Have you ever planned to make a delicious new chicken dish, only to find that the chicken smells like eggs?
If so, you’re not alone: most of us have experienced such an odorous, onerous dilemma.
What should you do? Is it normal when cooked or raw chicken smells like eggs? If it only slightly smells of eggs–that is, it smells a bit like a boiled egg– is it still okay to cook and eat it?
Is it only necessary to throw out the chicken if it has a strong smell like rotten eggs?
Unfortunately, when people try to locate information to answer these questions, they’ll find a great deal of conflicting information.

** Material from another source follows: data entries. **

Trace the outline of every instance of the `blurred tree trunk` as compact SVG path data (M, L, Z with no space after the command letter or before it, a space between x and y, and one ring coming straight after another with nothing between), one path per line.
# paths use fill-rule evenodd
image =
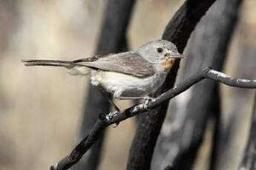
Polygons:
M192 37L183 78L205 67L222 69L241 1L217 1L202 18ZM171 107L171 115L155 149L152 169L167 166L168 169L191 169L211 115L215 117L215 137L218 136L220 101L217 84L204 81L183 95ZM218 138L214 137L214 142L215 147ZM216 152L213 152L214 163ZM211 169L214 166L212 164Z
M135 0L108 0L104 14L96 54L119 52L127 50L126 33ZM85 99L84 118L80 138L88 134L102 112L108 112L110 104L99 92L89 86ZM73 169L96 169L101 155L104 137L100 139Z
M252 109L252 125L250 135L248 139L246 149L244 152L243 161L240 169L254 170L256 165L256 92L255 93L255 102Z
M240 22L237 30L238 54L230 56L229 61L234 61L232 67L235 68L233 72L237 77L255 79L255 35L251 29L254 25L246 24L243 20ZM229 90L229 102L232 106L230 107L229 115L222 118L227 120L225 120L225 123L222 123L221 132L219 135L220 143L218 150L221 151L221 154L218 154L215 162L215 169L217 170L234 169L239 166L239 161L243 156L243 146L246 142L244 140L246 132L249 130L245 127L250 123L252 118L248 112L253 97L252 90L237 88ZM237 146L237 143L240 145Z
M214 0L186 1L167 25L163 38L174 43L179 52L182 52L195 25L214 2ZM173 87L179 65L180 60L177 60L166 81L154 95L160 95ZM168 103L165 102L141 115L130 149L127 169L150 169L153 152L165 118Z

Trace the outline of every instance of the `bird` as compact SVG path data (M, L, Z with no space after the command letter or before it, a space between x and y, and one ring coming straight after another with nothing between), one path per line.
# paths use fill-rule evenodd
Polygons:
M97 55L73 61L22 60L25 66L61 67L73 75L91 73L91 84L108 96L117 100L153 100L155 92L177 58L185 56L167 40L158 39L144 44L136 50ZM112 96L111 96L112 95Z

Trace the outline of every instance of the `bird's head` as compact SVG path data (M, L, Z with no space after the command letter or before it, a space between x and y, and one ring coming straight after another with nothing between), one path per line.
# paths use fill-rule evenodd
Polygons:
M142 45L138 50L139 53L148 61L160 65L164 69L169 69L177 58L184 58L180 54L177 47L166 40L157 40Z

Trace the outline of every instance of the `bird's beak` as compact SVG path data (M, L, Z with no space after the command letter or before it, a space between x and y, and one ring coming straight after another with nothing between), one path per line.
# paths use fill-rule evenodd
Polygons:
M186 58L184 55L180 54L179 52L171 53L170 58Z

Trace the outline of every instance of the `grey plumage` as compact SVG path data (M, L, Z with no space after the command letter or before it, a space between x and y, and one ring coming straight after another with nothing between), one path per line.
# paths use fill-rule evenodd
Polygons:
M162 85L176 58L183 56L175 45L157 40L135 51L95 55L71 61L23 60L26 66L62 67L72 75L91 72L93 86L100 85L117 99L145 98ZM88 69L89 68L89 69Z

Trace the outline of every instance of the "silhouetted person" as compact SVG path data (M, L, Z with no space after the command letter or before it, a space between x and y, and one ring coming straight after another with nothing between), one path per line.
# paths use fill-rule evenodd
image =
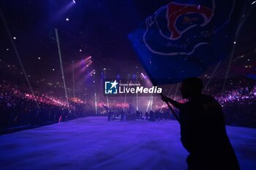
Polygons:
M226 133L222 109L212 96L201 93L202 88L200 79L187 78L181 88L182 97L189 99L187 103L162 98L180 110L181 140L189 152L188 169L239 169Z

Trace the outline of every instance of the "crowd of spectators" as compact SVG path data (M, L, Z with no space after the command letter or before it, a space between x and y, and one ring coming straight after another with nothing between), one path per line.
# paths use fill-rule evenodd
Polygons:
M37 102L37 104L35 101ZM85 104L69 104L48 94L32 96L26 86L1 80L0 83L1 133L11 128L37 127L84 117Z
M214 96L222 105L227 125L256 128L256 84L244 85L241 81L238 83L233 82L222 93L219 90L218 93L214 91L214 87L210 87L211 91L207 91L206 93ZM158 104L159 109L154 112L142 113L135 111L136 119L143 117L144 120L151 121L174 119L168 109L162 109L162 102L158 103L161 104ZM121 110L129 107L127 104L119 105L117 106L121 107ZM15 85L9 81L1 80L1 133L7 129L23 126L37 127L95 114L93 109L86 109L86 106L79 98L70 98L67 102L65 98L37 91L33 96L26 85Z

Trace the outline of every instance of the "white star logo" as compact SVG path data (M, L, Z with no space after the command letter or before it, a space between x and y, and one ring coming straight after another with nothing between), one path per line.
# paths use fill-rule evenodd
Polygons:
M116 85L118 84L117 82L116 82L116 80L115 80L115 81L113 82L110 82L111 83L111 88L110 89L112 89L113 88L116 88Z

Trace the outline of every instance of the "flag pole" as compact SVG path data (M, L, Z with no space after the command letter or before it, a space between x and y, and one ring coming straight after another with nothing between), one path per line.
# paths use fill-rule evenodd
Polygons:
M164 96L164 95L163 95L162 93L161 93L160 95L161 95L161 97L163 97L163 96ZM168 106L168 107L169 107L170 112L171 112L173 114L173 115L175 116L175 118L176 118L177 121L178 121L178 123L181 125L181 121L180 121L178 117L177 116L176 113L174 112L173 109L170 107L170 104L169 104L168 102L167 102L167 101L165 101L165 104Z

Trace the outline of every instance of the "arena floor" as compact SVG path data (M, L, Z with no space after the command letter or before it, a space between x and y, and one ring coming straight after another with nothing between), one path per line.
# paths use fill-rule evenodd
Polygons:
M227 126L242 170L256 167L256 129ZM6 169L187 169L176 121L91 117L0 136Z

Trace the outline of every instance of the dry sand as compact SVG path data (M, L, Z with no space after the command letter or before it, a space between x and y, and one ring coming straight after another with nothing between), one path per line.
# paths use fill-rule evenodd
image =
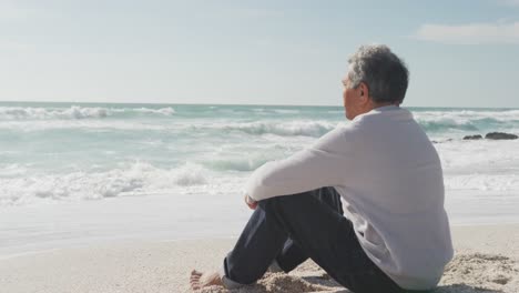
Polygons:
M456 257L435 292L519 292L519 225L452 229ZM191 292L190 271L218 269L234 240L126 242L0 260L0 292ZM343 292L313 262L254 286L200 292Z

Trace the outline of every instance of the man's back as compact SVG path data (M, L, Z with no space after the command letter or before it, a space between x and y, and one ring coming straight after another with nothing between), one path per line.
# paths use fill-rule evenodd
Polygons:
M255 200L335 186L366 254L406 289L430 289L452 256L441 165L407 110L377 108L256 170Z
M436 150L397 107L357 117L344 135L355 160L337 190L360 244L399 285L434 286L452 256Z

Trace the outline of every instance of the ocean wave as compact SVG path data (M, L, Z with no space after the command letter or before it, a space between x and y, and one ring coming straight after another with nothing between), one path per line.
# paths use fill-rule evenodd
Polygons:
M519 191L519 175L517 174L464 174L447 175L447 190L479 190L479 191Z
M173 115L175 110L171 107L151 108L100 108L79 107L70 108L37 108L37 107L0 107L0 120L77 120L77 119L101 119L124 114L159 114Z
M440 132L449 130L490 131L519 128L519 111L502 112L445 111L414 112L416 121L426 131Z
M34 199L96 200L157 193L210 182L208 170L194 163L166 170L135 162L129 168L105 172L47 175L13 173L16 169L18 166L0 170L0 205L30 202Z
M110 111L104 108L82 108L72 105L64 109L32 107L0 107L0 120L43 120L105 118Z
M227 131L242 131L248 134L276 134L282 137L313 137L319 138L335 128L335 123L327 121L256 121L248 123L233 123L224 125Z

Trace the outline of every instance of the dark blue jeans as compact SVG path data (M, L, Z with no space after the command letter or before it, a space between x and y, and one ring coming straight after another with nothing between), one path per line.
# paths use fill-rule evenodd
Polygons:
M355 293L406 292L366 255L334 188L260 201L224 260L225 276L252 284L274 260L289 272L308 257Z

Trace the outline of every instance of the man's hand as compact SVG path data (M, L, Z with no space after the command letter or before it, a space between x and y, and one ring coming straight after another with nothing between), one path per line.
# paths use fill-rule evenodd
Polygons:
M251 199L247 194L245 194L245 203L251 210L256 210L257 208L257 201Z

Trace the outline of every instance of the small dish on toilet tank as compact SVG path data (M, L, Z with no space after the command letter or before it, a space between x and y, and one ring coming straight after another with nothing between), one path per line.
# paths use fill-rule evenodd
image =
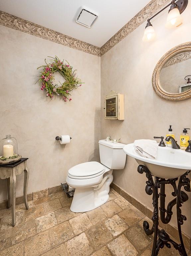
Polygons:
M119 141L121 140L121 138L120 139L114 139L113 140L112 140L112 141L114 143L117 143L118 142L119 142Z

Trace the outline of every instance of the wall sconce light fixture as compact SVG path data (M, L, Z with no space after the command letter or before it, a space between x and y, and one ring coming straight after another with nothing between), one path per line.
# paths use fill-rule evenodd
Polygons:
M181 25L182 23L183 19L180 14L186 8L188 2L188 0L173 0L170 4L153 15L151 18L148 19L146 26L145 27L143 41L143 42L151 41L155 38L155 33L150 20L170 5L171 6L168 11L165 27L171 28L178 27Z

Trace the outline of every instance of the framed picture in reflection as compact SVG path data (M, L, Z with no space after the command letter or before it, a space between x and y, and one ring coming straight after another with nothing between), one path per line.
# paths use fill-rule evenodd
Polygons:
M184 92L186 91L191 89L191 83L183 84L179 86L179 93Z

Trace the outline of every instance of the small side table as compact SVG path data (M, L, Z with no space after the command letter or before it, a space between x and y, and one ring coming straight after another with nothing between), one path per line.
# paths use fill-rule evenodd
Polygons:
M19 161L9 164L0 165L0 179L7 179L8 194L8 208L11 206L12 225L16 224L15 202L16 199L16 176L25 173L24 187L24 202L27 210L29 209L27 194L29 170L27 160L29 158L22 158Z

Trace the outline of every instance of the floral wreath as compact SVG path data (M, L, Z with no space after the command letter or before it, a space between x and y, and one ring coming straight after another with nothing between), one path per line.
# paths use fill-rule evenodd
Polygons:
M49 57L49 56L48 56ZM47 97L49 97L51 99L56 95L62 96L64 101L67 101L67 99L70 101L72 99L70 97L70 92L74 89L76 89L78 87L81 86L82 83L80 79L77 78L75 73L76 70L72 72L72 67L66 61L67 64L63 64L64 60L61 61L58 58L55 56L55 58L49 57L52 58L53 62L48 64L46 62L46 59L45 61L46 65L44 65L39 67L37 68L42 67L43 70L41 72L40 78L38 80L41 84L42 83L41 90L43 91L44 89L47 91ZM60 86L57 84L54 84L53 80L54 80L53 76L54 72L58 71L59 73L64 78L66 81L61 84L59 81Z

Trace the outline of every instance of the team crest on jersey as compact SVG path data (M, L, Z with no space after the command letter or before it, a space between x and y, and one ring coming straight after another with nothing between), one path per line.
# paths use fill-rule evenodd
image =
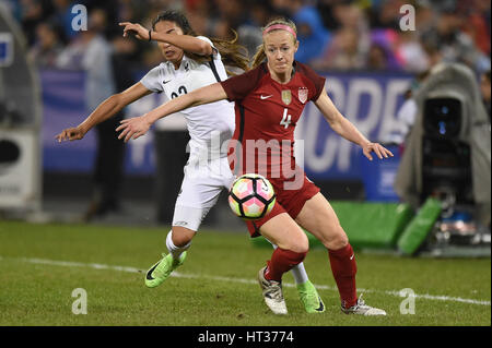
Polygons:
M284 89L282 91L282 101L285 105L291 104L292 101L292 94L291 94L291 89Z
M306 87L298 88L298 100L301 100L302 104L306 103L307 94L308 94L308 89Z

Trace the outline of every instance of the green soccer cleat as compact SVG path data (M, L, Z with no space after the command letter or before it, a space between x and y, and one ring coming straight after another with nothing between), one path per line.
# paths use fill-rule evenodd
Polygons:
M186 259L186 251L179 256L179 260L174 260L172 254L162 255L163 259L153 265L145 274L145 285L149 288L155 288L161 285L174 269L183 265Z
M325 303L323 303L313 283L307 280L306 283L297 284L297 292L307 313L325 312Z

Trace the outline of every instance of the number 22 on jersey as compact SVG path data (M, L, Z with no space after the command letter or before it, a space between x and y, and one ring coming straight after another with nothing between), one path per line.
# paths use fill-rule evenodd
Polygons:
M291 124L291 116L288 115L289 109L283 109L282 120L280 121L280 124L283 125L285 129Z

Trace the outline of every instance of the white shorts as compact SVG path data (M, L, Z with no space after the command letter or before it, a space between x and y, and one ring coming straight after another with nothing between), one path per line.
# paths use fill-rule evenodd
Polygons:
M229 190L235 176L227 157L207 163L190 159L174 208L173 226L197 231L223 189Z

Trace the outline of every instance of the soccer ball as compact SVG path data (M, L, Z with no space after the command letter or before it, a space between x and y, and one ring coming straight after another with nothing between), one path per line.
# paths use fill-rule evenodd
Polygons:
M271 212L276 204L273 187L267 178L246 173L234 180L229 190L229 205L244 219L258 219Z

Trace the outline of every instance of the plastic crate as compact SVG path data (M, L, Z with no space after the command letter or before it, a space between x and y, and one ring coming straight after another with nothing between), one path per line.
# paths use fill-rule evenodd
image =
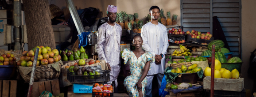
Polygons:
M203 79L203 88L211 89L211 77L206 76ZM241 92L244 89L244 78L227 79L214 78L214 90Z
M120 45L120 52L124 51L125 48L130 49L131 45L127 44L125 45Z
M112 85L112 86L113 87L113 92L112 93L103 93L103 92L94 92L93 91L93 92L92 93L92 97L114 97L114 86L113 86L113 84L112 83L110 83L110 84L111 84L111 85ZM94 86L94 85L93 84L93 86ZM96 95L95 93L98 93L98 95ZM102 96L100 96L99 95L99 93L102 93ZM107 96L103 96L103 94L104 93L107 93ZM110 96L109 96L109 94L110 94Z
M103 70L103 74L100 75L76 75L76 72L75 75L72 75L72 73L68 71L67 79L73 83L109 82L110 80L110 72L109 70Z
M197 39L197 38L192 38L190 35L186 35L186 41L193 41L197 42L199 44L201 44L202 43L206 43L207 44L209 44L211 41L213 41L214 40L213 37L212 37L210 40L206 40L206 39Z
M245 97L245 89L244 89L241 92L233 92L222 90L214 90L214 97ZM210 93L209 94L210 97Z
M185 34L173 35L168 34L168 38L171 39L173 41L182 41L182 40L185 40L186 35Z

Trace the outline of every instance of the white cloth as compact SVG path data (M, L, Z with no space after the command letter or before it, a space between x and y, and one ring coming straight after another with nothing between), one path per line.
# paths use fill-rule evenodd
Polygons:
M141 30L141 37L143 40L142 48L146 52L150 52L154 56L166 54L166 51L169 46L167 28L165 26L158 22L155 25L151 22L145 24ZM165 65L165 56L162 58L160 64L152 63L151 70L148 71L147 75L155 75L158 73L164 74Z
M106 22L99 27L98 32L96 50L99 58L110 65L110 82L114 81L117 78L121 68L120 49L122 27L116 23L114 26L111 26Z

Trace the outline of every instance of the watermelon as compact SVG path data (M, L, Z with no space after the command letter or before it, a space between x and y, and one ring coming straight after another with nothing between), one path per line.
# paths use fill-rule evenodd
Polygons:
M201 56L210 56L210 57L212 56L212 52L209 50L206 50L202 52L201 54Z
M220 61L221 63L227 63L226 56L224 54L221 52L215 52L215 60L216 59Z
M220 49L220 50L219 50L218 52L222 52L224 54L228 53L230 52L229 52L229 49L228 48L221 48L221 49Z
M238 57L234 57L230 58L228 61L228 63L242 62L242 60Z
M207 46L208 50L212 51L213 45L215 45L215 51L219 51L221 48L224 47L224 42L221 40L215 40L210 42Z

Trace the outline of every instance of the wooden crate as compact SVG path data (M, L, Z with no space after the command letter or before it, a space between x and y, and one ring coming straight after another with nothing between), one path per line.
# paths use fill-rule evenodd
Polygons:
M15 97L16 95L17 81L0 80L0 97Z
M34 82L33 83L31 97L39 97L45 90L50 92L53 95L59 94L58 79Z

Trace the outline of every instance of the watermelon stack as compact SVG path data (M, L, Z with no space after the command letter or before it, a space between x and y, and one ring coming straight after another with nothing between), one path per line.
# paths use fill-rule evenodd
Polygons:
M242 62L242 60L238 57L234 57L230 58L229 61L228 61L228 63L240 63Z
M208 50L210 51L212 50L212 46L213 45L215 45L215 51L218 51L221 48L224 47L224 42L223 42L222 41L220 40L215 40L212 41L209 43L209 44L208 44L208 46L207 46Z
M215 60L216 59L220 61L221 63L227 63L226 56L224 54L221 52L215 52Z
M206 50L202 52L201 54L201 56L210 56L210 57L212 56L212 52L210 50Z

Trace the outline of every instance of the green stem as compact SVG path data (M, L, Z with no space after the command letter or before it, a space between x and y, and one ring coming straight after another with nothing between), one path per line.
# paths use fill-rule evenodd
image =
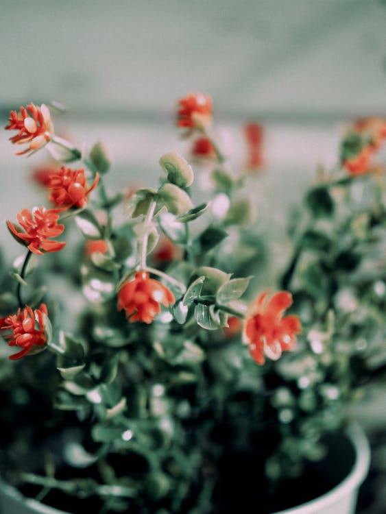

With this article, we’ll try to overcome such misinformation by discussing:
- Why raw, fresh, or cooked chicken may smell like eggs
- When it’s safe to eat chicken with a smell
- When you should immediately throw the chicken away
- How to properly store chicken
Why Does Raw/Cooked Chicken Smell Like Eggs?
A chicken may give off an egg-like smell due to:
- Spoiling of blood within the chicken
- Oxidation of the chicken’s packaging: Oxidation, a chemical chain reaction that develops when oxygen is present, causes deterioration of the quality of food, resulting in off-odors.
- The presence of Salmonella in the chicken
Reason 1. Fowl Blood Spoiling
The chicken’s blood may spoil more quickly than the meat, which can cause chicken to smell like boiled eggs.
Yet if you note a bit of an eggy smell when you unwrap chicken, this does not automatically mean that it isn’t safe to eat.
Using water, you can thoroughly rinse the chicken and have it rest for a few minutes or so to eliminate the boiled egg odor.
Once the chicken no longer has an eggy smell, you can cook the meat, ensuring that it reaches an internal temperature of >165 degrees Fahrenheit (F). It’s then safe to prepare, serve, and eat your chicken dish.
Reason 2. Packaging
Another culprit responsible for your chicken’s eggy smell or when chicken smells like sulfur may be its vacuum-sealed packaging.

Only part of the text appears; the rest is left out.